# The Inspection Paradox is Everywhere

Allen Downey 2019

``````

In [1]:

import numpy as np
import pandas as pd
import matplotlib.pyplot as plt
import seaborn as sns

from empiricaldist import Pmf

from utils import decorate

``````
``````

In [2]:

# set the random seed so we get the same results every time
np.random.seed(17)

``````
``````

In [3]:

# make the directory for the figures
!mkdir inspection

``````
``````

mkdir: cannot create directory ‘inspection’: File exists

``````

## Class size

Here's the data summarizing the distribution of undergraduate class sizes at Purdue University in 2013-14.

``````

In [4]:

# Class size data originally from
# now available from

sizes = [(1, 1),
(2, 9),
(10, 19),
(20, 29),
(30, 39),
(40, 49),
(50, 99),
(100, 300)]

counts = [138, 635, 1788, 1979, 796, 354, 487, 333]

``````

I generate a sample from this distribution, assuming a uniform distribution in each range and an upper bound of 300.

``````

In [5]:

def generate_sample(sizes, counts):
"""Generate a sample from a distribution.
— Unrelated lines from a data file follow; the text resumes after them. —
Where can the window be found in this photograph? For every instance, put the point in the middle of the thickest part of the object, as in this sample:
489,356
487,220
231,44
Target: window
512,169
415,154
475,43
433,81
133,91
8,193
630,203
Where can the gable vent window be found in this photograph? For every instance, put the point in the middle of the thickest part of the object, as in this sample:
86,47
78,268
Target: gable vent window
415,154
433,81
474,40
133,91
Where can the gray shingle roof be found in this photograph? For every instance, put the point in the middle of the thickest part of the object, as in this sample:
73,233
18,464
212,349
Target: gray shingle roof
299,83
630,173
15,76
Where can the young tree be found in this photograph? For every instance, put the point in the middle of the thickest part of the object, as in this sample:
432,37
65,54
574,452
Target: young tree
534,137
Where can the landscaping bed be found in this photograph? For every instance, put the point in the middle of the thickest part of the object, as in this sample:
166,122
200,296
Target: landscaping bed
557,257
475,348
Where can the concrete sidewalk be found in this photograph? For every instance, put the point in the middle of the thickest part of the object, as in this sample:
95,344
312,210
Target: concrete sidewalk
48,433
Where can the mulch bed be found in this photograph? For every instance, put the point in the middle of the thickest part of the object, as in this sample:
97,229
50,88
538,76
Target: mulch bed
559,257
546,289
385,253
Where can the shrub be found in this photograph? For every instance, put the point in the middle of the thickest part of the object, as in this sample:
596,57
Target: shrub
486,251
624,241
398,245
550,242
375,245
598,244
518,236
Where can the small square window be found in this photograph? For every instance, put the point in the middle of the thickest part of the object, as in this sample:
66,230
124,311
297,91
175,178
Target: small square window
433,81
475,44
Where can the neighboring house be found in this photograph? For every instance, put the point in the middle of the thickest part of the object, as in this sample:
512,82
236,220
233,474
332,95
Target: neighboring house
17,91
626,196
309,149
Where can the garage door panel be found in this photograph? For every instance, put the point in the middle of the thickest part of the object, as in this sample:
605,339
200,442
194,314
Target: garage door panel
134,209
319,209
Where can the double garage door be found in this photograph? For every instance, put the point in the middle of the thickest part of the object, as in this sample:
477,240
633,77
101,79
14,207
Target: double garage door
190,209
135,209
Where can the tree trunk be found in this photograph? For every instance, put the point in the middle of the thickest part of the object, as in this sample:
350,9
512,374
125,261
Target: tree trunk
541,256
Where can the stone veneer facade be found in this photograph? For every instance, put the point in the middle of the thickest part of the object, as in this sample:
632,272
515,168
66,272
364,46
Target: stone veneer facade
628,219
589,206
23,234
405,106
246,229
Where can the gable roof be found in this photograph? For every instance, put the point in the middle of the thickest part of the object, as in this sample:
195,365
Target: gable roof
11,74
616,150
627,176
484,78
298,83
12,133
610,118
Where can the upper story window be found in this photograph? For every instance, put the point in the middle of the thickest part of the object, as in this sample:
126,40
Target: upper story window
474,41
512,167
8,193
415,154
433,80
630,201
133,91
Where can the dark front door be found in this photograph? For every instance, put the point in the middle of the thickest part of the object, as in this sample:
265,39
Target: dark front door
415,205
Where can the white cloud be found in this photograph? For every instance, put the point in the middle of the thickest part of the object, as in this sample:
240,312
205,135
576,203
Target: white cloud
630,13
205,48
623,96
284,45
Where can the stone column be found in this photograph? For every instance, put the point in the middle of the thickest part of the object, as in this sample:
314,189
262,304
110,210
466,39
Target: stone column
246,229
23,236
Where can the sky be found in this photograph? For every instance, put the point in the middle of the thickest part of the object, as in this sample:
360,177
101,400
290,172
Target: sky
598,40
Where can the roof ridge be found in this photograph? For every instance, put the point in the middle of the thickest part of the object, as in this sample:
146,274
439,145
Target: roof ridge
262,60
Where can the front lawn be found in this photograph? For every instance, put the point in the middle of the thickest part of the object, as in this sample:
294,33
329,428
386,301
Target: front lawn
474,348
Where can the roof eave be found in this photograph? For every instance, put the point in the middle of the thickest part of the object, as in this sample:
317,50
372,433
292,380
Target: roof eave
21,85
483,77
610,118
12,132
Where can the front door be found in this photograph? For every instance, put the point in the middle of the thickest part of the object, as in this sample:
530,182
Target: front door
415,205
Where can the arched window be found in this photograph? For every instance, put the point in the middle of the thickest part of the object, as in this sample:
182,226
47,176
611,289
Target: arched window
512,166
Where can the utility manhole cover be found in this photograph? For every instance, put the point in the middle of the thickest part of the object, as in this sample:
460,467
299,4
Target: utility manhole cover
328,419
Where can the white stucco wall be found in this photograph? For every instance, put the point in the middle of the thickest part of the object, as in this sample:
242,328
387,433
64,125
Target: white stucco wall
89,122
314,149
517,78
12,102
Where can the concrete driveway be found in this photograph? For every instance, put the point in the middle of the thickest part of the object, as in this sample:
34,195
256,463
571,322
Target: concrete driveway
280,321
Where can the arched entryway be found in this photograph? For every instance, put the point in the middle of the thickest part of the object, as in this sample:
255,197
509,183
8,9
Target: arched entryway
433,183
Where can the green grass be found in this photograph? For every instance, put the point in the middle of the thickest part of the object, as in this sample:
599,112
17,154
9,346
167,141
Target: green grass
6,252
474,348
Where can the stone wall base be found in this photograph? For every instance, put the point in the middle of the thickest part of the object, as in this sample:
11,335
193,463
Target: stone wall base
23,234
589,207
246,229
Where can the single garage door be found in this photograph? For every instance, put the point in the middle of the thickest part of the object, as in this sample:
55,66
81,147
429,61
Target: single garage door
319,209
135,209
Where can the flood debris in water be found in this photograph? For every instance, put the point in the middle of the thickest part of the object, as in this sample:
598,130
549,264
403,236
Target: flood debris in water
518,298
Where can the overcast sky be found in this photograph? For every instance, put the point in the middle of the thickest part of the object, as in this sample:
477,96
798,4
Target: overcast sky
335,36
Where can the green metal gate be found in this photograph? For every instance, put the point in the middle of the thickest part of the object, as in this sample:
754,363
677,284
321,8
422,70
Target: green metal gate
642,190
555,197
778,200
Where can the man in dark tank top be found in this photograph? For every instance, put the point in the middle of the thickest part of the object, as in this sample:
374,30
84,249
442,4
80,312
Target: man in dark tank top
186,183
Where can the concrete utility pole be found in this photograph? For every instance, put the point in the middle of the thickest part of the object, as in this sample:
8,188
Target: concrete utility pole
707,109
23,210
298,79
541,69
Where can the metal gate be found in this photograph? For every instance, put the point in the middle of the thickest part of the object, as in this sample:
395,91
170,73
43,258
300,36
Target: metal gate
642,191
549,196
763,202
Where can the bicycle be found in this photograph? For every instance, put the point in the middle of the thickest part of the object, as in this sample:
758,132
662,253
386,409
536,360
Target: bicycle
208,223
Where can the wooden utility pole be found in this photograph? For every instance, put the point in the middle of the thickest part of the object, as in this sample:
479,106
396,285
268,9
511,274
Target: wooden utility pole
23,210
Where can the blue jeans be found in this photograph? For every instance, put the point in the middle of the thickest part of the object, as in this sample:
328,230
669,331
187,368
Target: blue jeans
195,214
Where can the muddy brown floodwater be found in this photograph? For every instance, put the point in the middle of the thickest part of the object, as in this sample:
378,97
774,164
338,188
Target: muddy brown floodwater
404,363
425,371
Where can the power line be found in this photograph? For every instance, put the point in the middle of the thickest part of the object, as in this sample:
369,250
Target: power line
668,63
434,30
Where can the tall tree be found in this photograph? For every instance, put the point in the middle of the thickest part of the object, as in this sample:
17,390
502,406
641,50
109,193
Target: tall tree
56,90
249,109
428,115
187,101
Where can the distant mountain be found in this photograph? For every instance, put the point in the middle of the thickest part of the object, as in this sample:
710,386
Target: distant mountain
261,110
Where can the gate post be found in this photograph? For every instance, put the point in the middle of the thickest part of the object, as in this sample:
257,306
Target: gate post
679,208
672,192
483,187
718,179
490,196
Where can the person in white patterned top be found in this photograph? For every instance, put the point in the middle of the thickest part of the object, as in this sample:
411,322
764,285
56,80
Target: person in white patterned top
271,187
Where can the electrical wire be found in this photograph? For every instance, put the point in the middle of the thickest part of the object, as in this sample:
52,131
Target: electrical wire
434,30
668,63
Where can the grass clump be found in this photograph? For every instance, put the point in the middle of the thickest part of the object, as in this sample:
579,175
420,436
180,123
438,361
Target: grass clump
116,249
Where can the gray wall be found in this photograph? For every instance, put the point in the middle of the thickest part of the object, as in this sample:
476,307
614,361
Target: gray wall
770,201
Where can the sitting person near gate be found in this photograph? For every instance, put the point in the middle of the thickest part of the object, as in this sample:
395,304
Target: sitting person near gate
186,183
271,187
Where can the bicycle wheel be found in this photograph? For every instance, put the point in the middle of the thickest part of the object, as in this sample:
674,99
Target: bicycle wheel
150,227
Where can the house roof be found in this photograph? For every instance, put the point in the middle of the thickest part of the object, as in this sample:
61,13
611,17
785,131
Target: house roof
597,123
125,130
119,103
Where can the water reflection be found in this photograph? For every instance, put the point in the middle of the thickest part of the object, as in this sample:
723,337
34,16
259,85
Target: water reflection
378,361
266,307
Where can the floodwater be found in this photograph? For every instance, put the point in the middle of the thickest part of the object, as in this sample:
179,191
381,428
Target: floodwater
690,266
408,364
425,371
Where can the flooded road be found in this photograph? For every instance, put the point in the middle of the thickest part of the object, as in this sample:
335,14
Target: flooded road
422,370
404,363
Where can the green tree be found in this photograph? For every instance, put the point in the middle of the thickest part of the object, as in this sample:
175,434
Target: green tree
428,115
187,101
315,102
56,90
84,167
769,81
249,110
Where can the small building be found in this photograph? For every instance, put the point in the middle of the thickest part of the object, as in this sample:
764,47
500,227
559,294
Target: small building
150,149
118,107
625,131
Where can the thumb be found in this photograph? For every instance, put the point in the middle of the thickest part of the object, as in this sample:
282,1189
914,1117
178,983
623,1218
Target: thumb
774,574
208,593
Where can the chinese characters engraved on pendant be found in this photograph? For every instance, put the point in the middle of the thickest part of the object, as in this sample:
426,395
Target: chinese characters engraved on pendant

sizes: sequence of (low, high) pairs
counts: sequence of integers

returns: NumPy array
"""
t = []
for (low, high), count in zip(sizes, counts):
print(count, low, high)
sample = np.random.randint(low, high+1, count)
t.extend(sample)
return np.array(t)

``````

The "unbiased" sample is as seen by the college, with each class equally likely to be in the sample.

``````

In [6]:

unbiased = generate_sample(sizes, counts)

``````
``````

138 1 1
635 2 9
1788 10 19
1979 20 29
796 30 39
354 40 49
487 50 99
333 100 300

``````

To generate a biased sample, we use the values themselves as weights and resample with replacement.

``````

In [7]:

def resample_weighted(sample, weights):
"""Generate a biased sample.

sample: NumPy array

returns: NumPy array
"""
n = len(sample)
p = weights / np.sum(weights)
return np.random.choice(sample, n, p=p)

``````
``````

In [8]:

biased = resample_weighted(unbiased, unbiased)

``````

To plot the distribution, I use KDE to estimate the density function, then evaluate it over the given sequence of `xs`.

``````

In [9]:

from scipy.stats import gaussian_kde

def kdeplot(sample, xs, label=None, **options):
"""Use KDE to plot the density function.

sample: NumPy array
xs: NumPy array
label: string
"""
density = gaussian_kde(sample, **options).evaluate(xs)
plt.plot(xs, density, label=label)
decorate(ylabel='Relative likelihood')

``````

The following plot shows the distribution of class size as seen by the Dean, and as seen by a sample of students.

``````

In [10]:

xs = np.arange(1, 300)
kdeplot(unbiased, xs, 'Reported by the Dean')
kdeplot(biased, xs, 'Reported by students')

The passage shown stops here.